Now the publishing industry desperately needs developers on its side if it’s to survive, an uncomfortable fact for some die-hard book lovers to accept, but a necessary one. The problem is that developers feel that the publishing industry has allowed itself to die, and they’re now awaiting its inevitable descent into history. To them Amazon is progress. Self publishing is progress. To a lot of developers the internet has removed the need for many traditional institutions. 

I argue that quality control has its place and so does the recognition of art and the ability to invest in the important works of the future. They argue that internet consumers provide all the quality control a product needs, that if a book is good the internet will hear about it, if it’s bad it will disappear into oblivion. happen to think that the publishing industry can adapt to incorporate the internet as an essential medium, and that a middle ground will be reached. The fact is that this battle between Amazon and the main publishers: Hachette, Simon & Schuster, HarperCollins, Macmillan, and Penguin Random House, needs to be fought before a way forward can be forged. These publishers are trying desperately to catch up after some bad initial decisions, like forfeiting control of the price at which ebooks could be sold through Amazon, the devastating mistake that has spawned these disagreements.   

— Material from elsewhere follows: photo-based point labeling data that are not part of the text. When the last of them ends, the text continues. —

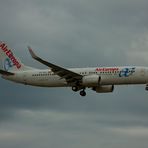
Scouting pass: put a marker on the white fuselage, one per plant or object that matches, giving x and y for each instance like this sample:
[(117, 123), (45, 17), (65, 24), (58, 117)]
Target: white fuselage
[(109, 76)]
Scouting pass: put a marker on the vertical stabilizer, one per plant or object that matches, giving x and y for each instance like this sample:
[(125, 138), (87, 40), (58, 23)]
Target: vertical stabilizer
[(8, 61)]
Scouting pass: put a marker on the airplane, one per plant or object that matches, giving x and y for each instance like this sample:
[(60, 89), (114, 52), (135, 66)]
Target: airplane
[(99, 79)]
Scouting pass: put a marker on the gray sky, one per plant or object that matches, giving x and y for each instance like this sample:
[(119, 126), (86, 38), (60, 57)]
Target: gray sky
[(75, 33)]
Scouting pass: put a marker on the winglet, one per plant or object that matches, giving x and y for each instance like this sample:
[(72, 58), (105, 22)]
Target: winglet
[(32, 53)]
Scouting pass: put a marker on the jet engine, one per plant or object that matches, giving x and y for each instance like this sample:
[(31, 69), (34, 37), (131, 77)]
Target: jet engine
[(104, 89), (90, 81)]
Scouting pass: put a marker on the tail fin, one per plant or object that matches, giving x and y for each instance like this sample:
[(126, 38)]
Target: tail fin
[(8, 61)]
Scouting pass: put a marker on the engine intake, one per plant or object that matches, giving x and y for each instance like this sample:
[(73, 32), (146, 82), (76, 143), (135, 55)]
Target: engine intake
[(90, 81), (104, 89)]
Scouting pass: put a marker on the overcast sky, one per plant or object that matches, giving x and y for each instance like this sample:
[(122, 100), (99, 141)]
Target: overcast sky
[(75, 33)]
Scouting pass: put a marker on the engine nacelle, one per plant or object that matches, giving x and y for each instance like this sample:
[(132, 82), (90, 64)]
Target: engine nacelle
[(90, 81), (104, 89)]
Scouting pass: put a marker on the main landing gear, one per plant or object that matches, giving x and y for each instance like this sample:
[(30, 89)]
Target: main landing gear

When the dust settles the publishing industry will have no choice but to embrace the developers and hack a solution out of this technical thicket. Unfortunately, while publishing houses are beginning to recognise the need for in-house developers, the current job descriptions being drafted and released confirm how out of step the industry is with the turning tide of future economics. 

For instance, any developer will laugh at the idea of accepting a job in London for 18-24k a year. The technology industries are on the up, and as a result their wages reflect this. A publishing house would have to look seriously at doubling that figure to attract a quality developer, and it would have to put up a fight for them as well. 

To make things worse most developers will not take a job in publishing for their love of books and literature. It’s a cut-throat world they live in. Developers have to hone their skills regularly to stay ahead of the curve and this means paying attention to current and future technological trends. Anyone who allows themselves to fall behind are left behind, as the Pirate Code would have it.

If the publishing world is to adapt in this changing environment, it is going to have to invest real money in developers. There will be no sympathy, and they will not be persuaded to help otherwise.